[Openais] Segfault and issues scaling up

Tue Jun 1 20:57:39 PDT 2010

On 06/01/2010 11:18 PM, Dave Dillow wrote:
> On 06/01/2010 01:37 PM, Steven Dake wrote:
>> On 06/01/2010 10:26 AM, David Dillow wrote:
>>> Certainly, it doesn't look like there should ever be encapsulated
>>> messages on the regular ring, only the recovery ring. Somehow, we're
>>> getting messages on the regular ring with at least one, if not two
>>> levels of encapsulation.
>>>
>>
>> There should never be an encapsulated message in a regular ring.  The 
>> ring id problem I spoke about later in this mail would explain why that 
>> encapsulated message would come into in regular ring.
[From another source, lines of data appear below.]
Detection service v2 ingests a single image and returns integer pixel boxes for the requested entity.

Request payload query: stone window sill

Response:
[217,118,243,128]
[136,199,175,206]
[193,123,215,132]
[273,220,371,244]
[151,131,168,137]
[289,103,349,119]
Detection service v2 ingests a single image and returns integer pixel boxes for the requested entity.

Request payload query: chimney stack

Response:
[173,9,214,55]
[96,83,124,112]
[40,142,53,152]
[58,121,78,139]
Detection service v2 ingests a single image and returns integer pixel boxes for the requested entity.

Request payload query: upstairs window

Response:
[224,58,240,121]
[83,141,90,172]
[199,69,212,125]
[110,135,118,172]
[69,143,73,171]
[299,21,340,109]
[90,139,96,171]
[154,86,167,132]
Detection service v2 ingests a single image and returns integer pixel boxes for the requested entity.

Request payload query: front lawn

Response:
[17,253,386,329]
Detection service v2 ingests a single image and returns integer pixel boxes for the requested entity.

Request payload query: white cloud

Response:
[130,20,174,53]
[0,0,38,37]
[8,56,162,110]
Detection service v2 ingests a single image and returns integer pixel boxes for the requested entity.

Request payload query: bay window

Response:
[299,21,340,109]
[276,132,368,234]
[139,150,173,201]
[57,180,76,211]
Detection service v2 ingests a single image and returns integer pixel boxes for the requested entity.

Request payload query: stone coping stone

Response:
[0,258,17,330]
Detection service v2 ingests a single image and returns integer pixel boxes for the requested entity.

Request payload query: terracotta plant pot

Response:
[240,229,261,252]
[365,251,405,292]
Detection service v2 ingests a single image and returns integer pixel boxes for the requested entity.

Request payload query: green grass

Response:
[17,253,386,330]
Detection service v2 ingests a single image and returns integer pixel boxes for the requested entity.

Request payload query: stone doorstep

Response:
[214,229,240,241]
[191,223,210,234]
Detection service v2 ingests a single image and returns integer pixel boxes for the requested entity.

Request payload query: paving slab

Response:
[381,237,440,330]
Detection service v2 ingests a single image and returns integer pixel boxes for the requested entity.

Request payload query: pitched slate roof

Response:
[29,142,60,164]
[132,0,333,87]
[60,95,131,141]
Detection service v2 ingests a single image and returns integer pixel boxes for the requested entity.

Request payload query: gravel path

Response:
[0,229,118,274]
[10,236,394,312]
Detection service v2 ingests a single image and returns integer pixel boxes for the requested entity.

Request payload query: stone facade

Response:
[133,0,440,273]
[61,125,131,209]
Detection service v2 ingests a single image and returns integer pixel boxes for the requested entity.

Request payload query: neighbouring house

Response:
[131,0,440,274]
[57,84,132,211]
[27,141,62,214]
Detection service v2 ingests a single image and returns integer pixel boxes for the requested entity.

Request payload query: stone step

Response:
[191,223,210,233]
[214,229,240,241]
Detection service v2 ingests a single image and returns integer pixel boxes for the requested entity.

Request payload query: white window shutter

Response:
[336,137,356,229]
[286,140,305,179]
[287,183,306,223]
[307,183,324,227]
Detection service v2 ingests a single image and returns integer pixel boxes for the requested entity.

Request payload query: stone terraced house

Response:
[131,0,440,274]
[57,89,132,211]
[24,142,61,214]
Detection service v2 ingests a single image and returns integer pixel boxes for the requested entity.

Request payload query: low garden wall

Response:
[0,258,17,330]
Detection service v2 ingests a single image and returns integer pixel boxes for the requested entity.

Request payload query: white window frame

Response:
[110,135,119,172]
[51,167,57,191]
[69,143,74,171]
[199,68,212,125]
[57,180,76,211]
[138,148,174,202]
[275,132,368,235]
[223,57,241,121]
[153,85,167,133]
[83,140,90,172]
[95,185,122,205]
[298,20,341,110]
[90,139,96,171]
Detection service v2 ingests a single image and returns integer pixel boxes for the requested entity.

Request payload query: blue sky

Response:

Sorry, here would have been a good place to mention that these tests
were with r2917 off the trunk.

> Ok, looks like r2792 fixed the encapsulated messages on the regular
> ring, as you expected. I'm now tripping the assert on line 2750 in
> totemsrp.c:
> 
>         assert (instance->commit_token->memb_index <= \
> 		instance->commit_token->addr_entries);
> 
> This happened on several nodes when running with a peak of 93 nodes in
> the cluster. It happened on one or two nodes, then later caught again
> once the count had dropped to 90 or so.
> 
> I'm still running the shorter timeouts, as they seem to stress the
> system a bit more to force issues like this to surface. I've saved off
> three specimens of the core files and associated logs for further study,
> as it is likely the machines will be rebooted tomorrow for other testing
> and they don't have long-term local storage.
> 
> Any suggestions on how I can help debug this?